Study site and sample collection

Besant Nagar is a residential area with slums, on the seashore in southeastern Chennai (13.0002°N, 80.2668°E), characterized by its meso-endemic, perennial transmission of malaria, predominantly Plasmodium vivax, by the Asiatic urban malaria vector, An. stephensi. In the present study, potential An. stephensi habitats, OHTs and wells were randomly selected from each season of our yearlong weekly study of 20 sentinel and 20 random sites conducted in parallel in the same area [8], to evaluate physico-chemical properties of the habitat and its relation to occurrence and abundance of mosquito breeding (Fig. 1).
Fig. 1

Study area indicating malaria prevalence during 2013 and water sampling sites

A total of 40 habitats i.e., ten habitats (five OHTs and five wells) were randomly selected from each season of a longitudinal study carried out in parallel to check the breeding pattern of vector mosquitoes [8]. Water samples were collected four times during April 2013 to March 2014, representing four seasons: April (summer), July (pre-monsoon), December (winter), and February (post-monsoon).

Among the possible/measurable physico-chemical parameters, physical parameters, such as turbidity, electrical conductivity (EC), total dissolved solids (TDS), and chemical parameters, such as pH, alkalinity, total hardness, nitrites, nitrates, chlorides, fluorides, sulfate biochemical oxygen demand (BOD) dissolved oxygen (DO), were selected for analysis, since they have been reported to have correlation with mosquito breeding [7, 9]. The habitats were also observed for the presence or absence of direct sunlight or shade, colour, and temperature of water at the time of inspection. Habitat particulars such as whether they were perennial (water stored throughout the year), temporary (occasionally filled/retained depending on need), open (with gaps allowing entry of mosquitoes or completely mosquito-proofed leaving no gaps), were considered from a longitudinal study carried out in parallel [8]. Immature collection in wells were done using ‘well nets’ (conical drop nets 20 cm in diameter and 10 cm deep, that were lowered into the well on a string), while ladles with a volume of 250 mL were used for OHTs, performing four dips per sampling occasion [1012]. Collected immatures were identified, scored instar-wise and immature density was calculated as the number of immature/dip [8]. Anopheles immatures were emerged and identified to the species level using standard morphological identification keys [13, 14]. The physical parameters such as habitat positivity for Anopheles immatures (presence or absence of Anopheles immatures in the habitat), immature count (instar-wise count of Anopheles larvae and pupal count), appearance of water (whether the water was clear or turbid), colour (whether the water seemed colourless or yellowish), sun/shade (whether the water in the habitat is exposed to direct sun or it is shaded by the presence of vegetation or any other covering), open/closed (whether the habitat is closed with a proper lid/covering which does not allow the entry of mosquito) were recorded on site by visual observation whereas temperature was measured using thermometer at the time of inspection. Turbidity, pH, TDS, EC and other chemical parameters were measured in a laboratory of Tamil Nadu Water Supply and Drainage Board (TWAD), Water Analysis Department, an ISO 9001: 2008 certified laboratory for ‘Testing of physical, chemical & bacteriological parameters for water & waste water, testing of treatment chemicals and training in water analysis’.

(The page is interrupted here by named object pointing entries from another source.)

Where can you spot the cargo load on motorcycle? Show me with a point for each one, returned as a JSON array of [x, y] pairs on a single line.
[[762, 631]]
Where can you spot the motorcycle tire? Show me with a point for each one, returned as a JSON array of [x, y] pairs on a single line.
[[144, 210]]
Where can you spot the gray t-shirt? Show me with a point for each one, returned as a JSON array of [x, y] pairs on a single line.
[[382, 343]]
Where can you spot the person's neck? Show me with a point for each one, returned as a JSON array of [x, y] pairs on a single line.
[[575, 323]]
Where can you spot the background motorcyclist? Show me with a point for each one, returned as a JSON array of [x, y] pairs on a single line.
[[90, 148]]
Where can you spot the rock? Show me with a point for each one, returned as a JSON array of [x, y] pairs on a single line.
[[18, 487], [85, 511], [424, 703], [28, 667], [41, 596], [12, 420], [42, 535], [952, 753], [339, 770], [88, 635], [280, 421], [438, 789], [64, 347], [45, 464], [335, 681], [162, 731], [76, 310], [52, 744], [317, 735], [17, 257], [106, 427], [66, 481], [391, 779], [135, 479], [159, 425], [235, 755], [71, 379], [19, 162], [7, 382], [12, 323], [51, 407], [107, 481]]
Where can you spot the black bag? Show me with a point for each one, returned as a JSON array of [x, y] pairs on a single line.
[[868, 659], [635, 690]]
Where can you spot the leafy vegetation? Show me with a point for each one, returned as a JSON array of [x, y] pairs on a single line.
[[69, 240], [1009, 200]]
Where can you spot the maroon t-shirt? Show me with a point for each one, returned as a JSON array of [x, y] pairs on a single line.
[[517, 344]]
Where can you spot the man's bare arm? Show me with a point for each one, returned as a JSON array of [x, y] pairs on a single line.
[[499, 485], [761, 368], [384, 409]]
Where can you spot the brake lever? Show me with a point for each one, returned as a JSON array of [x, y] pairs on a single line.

Water was taken from middle of the source or habitat at mid-depth using a steel bucket of 3 L capacity for wells and a 250-mL capacity dipper in the case of OHTs. The water was then carefully transferred to 2 L sample bottle consisting of an outer screw cap and an inner lid after rinsing with the water to be sampled. The sample bottle was filled to the brim without any air bubbles, labelled with date, time of collection, habitat type and location. They were then transported to the laboratory directly from the field site for immediate analysis. Water sampling was done as per standard sampling procedures and the physico-chemical parameters were analysed in the TWAD laboratory following the methods described by American Public Health Association [15]. The abiotic parameters were analysed based on the presence and absence of Anopheles immatures in the habitat at the time of inspection. The minimum, maximum and mean values of the parameters along with the standard deviation and range were calculated.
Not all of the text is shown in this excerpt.